Some parts of a graphic will be more important than other parts, and a good visual designer will make sure that the most important aspects of the graphic are stressed. If the key purpose of a graphic is to show a linear progression of events, for example, that part of the graphic should be emphasized, perhaps giving less weight to individual events than to the line that connects them.
This is a part of the process I can make a guess about and influence, but often I have to live with the SME’s choices. I might choose to make one line weight greater than another, or individual text larger than other text but I cannot make major changes. As long as I do not eliminate or change information, I have some leeway here.
Ethos is, in essence, the credibility of a document or graphic. When a reader looks at a graphic they should be convinced that it is accurate, useful and important. Is the information correct? Can the reader use it to accomplish a task or interpret data? Does the graphic satisfy a relevant requirement? An important part of ethos is presentation. A well-drawn graphic will seem more credible than a poorly drawn graphic, even if both present the same information.

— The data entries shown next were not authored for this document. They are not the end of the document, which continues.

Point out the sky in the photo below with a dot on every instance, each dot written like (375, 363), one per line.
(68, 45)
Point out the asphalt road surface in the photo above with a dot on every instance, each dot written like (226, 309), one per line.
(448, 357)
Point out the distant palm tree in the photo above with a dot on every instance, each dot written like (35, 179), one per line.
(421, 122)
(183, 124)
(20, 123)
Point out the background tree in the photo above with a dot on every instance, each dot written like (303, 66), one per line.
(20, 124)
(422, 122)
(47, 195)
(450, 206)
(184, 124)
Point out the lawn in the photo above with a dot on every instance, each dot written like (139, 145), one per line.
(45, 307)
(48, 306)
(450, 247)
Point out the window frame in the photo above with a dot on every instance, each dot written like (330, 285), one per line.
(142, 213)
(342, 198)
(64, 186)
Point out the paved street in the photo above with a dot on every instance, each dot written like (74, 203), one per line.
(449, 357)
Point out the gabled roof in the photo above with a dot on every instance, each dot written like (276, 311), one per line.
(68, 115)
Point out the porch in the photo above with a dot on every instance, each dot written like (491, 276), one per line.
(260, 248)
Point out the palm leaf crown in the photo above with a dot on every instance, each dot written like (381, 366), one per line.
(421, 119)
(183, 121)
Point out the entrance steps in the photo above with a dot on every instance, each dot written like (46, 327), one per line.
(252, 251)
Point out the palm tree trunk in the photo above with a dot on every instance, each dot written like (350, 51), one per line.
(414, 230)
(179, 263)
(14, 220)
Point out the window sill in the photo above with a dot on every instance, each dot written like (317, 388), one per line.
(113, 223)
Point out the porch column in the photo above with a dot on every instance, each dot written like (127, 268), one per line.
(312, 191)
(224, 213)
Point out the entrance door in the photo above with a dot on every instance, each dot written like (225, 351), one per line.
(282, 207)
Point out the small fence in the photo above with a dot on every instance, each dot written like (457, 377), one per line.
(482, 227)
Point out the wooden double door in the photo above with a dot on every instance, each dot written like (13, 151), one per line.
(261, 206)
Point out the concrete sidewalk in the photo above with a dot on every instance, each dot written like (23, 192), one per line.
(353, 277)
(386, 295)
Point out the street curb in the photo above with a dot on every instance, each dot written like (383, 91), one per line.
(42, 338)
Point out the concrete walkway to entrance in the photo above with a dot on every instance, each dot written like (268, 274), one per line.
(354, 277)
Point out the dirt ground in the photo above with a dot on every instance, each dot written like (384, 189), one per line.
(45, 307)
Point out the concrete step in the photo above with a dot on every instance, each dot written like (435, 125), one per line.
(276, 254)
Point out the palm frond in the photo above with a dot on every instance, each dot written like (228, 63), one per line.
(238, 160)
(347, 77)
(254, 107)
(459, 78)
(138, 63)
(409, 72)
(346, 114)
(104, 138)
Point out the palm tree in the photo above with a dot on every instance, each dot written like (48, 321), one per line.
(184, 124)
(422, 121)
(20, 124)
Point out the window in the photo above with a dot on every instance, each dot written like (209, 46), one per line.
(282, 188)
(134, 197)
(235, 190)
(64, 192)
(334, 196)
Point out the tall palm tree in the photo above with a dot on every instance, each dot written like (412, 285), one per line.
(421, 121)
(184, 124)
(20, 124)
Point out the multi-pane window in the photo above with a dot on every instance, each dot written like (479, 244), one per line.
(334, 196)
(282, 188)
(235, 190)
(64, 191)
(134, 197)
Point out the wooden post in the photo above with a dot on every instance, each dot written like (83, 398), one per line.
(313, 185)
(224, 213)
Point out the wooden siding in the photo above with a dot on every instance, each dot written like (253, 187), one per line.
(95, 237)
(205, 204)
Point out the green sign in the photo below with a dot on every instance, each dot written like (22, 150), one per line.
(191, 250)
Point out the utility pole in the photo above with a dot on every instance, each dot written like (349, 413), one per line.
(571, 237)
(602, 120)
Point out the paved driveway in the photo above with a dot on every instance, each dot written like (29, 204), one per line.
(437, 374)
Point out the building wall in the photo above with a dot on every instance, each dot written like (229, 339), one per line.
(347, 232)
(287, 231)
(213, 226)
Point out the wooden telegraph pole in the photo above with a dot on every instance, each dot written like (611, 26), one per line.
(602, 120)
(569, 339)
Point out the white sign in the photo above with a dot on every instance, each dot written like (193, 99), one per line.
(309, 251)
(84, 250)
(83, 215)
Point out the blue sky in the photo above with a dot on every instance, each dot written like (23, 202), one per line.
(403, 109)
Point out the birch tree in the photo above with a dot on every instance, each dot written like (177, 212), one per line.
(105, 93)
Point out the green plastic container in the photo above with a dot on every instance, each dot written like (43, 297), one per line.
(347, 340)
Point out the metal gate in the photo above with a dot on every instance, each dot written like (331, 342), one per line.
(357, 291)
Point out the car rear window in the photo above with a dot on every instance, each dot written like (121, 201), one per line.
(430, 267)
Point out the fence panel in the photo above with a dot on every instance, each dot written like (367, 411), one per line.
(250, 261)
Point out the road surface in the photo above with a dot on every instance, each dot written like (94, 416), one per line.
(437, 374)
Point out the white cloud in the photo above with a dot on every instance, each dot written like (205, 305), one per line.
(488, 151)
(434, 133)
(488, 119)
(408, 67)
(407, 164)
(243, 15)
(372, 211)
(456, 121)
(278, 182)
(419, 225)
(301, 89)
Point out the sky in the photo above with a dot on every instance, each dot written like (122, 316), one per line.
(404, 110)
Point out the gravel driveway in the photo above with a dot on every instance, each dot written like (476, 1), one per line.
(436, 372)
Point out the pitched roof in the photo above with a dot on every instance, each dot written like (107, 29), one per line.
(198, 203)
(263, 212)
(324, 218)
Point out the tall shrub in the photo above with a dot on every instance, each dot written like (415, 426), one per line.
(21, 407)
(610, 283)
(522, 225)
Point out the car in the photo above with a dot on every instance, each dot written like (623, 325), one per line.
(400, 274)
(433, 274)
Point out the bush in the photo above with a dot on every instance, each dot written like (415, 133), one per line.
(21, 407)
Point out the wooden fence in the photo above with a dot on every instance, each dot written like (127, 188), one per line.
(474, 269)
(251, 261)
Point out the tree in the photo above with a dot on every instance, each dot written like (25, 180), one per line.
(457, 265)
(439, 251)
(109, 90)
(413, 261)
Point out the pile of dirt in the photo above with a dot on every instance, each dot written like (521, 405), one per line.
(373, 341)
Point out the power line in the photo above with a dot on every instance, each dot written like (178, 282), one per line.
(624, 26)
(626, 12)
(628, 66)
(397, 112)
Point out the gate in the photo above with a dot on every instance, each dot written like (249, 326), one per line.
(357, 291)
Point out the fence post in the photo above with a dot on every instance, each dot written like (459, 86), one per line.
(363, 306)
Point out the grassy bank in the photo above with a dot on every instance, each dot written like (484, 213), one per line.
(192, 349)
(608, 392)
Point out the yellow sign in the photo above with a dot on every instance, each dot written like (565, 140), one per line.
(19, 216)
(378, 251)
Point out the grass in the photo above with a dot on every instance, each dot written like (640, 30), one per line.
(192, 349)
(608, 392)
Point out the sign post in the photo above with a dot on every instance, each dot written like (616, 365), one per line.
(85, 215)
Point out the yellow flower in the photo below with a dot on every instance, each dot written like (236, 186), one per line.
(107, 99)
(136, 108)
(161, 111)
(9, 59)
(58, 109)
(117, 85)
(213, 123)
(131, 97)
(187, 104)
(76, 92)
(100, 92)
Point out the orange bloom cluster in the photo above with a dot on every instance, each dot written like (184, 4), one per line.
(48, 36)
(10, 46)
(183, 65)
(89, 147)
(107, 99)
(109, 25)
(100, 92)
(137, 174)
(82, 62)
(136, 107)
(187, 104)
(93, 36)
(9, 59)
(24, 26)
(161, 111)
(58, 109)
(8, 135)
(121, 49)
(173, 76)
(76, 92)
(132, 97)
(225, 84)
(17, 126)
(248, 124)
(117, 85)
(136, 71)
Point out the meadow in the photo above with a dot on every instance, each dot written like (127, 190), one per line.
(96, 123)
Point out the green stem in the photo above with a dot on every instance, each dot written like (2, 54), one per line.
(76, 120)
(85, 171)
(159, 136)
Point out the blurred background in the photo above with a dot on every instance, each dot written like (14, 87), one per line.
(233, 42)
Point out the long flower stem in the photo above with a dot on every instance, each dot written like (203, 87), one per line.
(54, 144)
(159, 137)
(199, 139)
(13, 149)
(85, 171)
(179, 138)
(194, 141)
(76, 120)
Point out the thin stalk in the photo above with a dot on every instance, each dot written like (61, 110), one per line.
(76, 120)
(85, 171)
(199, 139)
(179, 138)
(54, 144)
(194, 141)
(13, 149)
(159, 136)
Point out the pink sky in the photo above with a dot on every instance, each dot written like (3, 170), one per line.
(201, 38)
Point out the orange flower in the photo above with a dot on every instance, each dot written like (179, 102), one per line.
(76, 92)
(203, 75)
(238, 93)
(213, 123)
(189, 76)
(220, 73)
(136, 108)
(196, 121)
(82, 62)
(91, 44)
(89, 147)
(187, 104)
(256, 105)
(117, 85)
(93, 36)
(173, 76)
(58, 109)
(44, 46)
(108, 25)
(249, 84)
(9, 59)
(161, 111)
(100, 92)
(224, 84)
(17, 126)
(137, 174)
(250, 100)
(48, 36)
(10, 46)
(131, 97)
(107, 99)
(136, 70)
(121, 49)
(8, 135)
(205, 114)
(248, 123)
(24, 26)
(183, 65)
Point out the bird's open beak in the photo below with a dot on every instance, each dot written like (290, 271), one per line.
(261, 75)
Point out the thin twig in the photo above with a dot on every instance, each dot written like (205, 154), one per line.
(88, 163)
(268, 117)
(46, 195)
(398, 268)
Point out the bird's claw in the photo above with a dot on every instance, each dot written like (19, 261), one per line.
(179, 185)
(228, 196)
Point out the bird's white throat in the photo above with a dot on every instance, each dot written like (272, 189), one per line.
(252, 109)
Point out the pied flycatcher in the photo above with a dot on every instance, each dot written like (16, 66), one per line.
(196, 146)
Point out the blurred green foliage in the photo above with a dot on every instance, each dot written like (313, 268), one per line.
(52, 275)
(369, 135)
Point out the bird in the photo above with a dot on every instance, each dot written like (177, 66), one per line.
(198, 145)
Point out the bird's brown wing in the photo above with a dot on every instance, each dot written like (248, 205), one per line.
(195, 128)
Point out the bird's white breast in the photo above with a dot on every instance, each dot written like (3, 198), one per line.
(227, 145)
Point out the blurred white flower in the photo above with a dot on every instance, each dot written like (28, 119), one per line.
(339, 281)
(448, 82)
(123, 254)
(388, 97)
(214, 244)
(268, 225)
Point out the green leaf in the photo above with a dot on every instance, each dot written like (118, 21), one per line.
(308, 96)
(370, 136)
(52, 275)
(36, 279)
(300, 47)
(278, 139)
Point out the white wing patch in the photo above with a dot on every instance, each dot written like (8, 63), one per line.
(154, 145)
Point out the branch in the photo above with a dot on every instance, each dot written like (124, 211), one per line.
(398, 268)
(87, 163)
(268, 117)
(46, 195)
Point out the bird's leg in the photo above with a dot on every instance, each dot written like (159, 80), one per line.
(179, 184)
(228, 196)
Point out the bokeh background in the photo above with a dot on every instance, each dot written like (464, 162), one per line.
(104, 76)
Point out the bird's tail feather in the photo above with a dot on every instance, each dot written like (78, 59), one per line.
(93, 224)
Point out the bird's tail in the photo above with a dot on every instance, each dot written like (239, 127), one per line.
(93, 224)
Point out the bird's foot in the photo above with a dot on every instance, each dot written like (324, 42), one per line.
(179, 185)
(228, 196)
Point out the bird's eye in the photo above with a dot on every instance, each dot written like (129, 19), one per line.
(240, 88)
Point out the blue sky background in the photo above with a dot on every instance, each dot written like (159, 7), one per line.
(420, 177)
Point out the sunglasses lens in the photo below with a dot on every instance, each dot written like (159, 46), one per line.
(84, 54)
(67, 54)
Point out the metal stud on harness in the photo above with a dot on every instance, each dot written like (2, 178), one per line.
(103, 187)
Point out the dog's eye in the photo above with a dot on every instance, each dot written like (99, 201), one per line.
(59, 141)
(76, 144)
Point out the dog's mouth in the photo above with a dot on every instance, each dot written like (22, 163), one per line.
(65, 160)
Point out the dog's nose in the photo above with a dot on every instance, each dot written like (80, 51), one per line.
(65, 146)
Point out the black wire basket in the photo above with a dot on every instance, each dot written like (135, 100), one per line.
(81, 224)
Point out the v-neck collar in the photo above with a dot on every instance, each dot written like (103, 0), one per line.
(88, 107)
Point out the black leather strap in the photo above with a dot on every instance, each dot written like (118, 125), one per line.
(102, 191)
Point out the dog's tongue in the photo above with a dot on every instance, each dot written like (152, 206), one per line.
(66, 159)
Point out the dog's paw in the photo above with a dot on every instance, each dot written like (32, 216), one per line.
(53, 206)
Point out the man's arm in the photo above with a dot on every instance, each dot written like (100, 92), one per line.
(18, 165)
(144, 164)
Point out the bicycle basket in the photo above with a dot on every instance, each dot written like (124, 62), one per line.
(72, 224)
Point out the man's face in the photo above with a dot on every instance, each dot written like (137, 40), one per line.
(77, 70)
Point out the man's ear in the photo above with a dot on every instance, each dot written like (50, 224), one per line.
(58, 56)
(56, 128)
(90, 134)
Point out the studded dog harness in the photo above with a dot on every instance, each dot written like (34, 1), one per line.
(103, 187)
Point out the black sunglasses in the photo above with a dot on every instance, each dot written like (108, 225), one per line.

I have no say in whether the graphic is useful or accurate. I can correct spelling or grammar and improve the look of a graphic, but I do not have the time or information to decide if what is presented by the graphic is credible or useful. I must trust the SMEs (shudder).
The tone of a graphic helps present the information. A tone may be serious, humorous, authoritative, persuasive, casual, formal or technical. For example, a technical image used in a sales or marketing presentation would generally be presented with a different tone than an image used for a technical manual. In that same sense, the images in a user’s manual for a video game would differ in tone from the images in a hardware reference manual or a technical proposal.
Tone is also something I have little say over in this case because I cannot redesign the graphics even if I must redraw them. However, because the documentation is highly technical and meant for engineers and programmers, it benefits from the fact that the SMEs are engineers and programmers. Their visual design skills are very straightforward and plain, which fits the general tone of the documentation.
As you may have noticed, these elements of visual design are interconnected. A change in conciseness or arrangement may influence clarity, a change in clarity or tone will influence ethos. Each element of visual design should be looked at separately as well as in the way it connects to other elements.
Visual design is an important skill for technical writers, and it is one that I am still working on (as anyone who visits my web site will attest to). I have taken a class in visual design for technical documentation and I have worked with and learned from graphic designers. I know how to use a variety of graphics programs such as Visio, Illustrator, Photoshop, and Paint Shop Pro. My skills are far below that of a graphic designer, but they are generally appropriate for a technical writer.
All technical writers should make some effort to learn visual design. I recommend that anyone interested in visual design start out with this simple and inexpensive book — The Non-Designer’s Design Book by Robin Williams. Once you feel comfortable with its contents, you might move on to the more in-depth (and expensive) Designing Visual Language by Kostelnick and Roberts.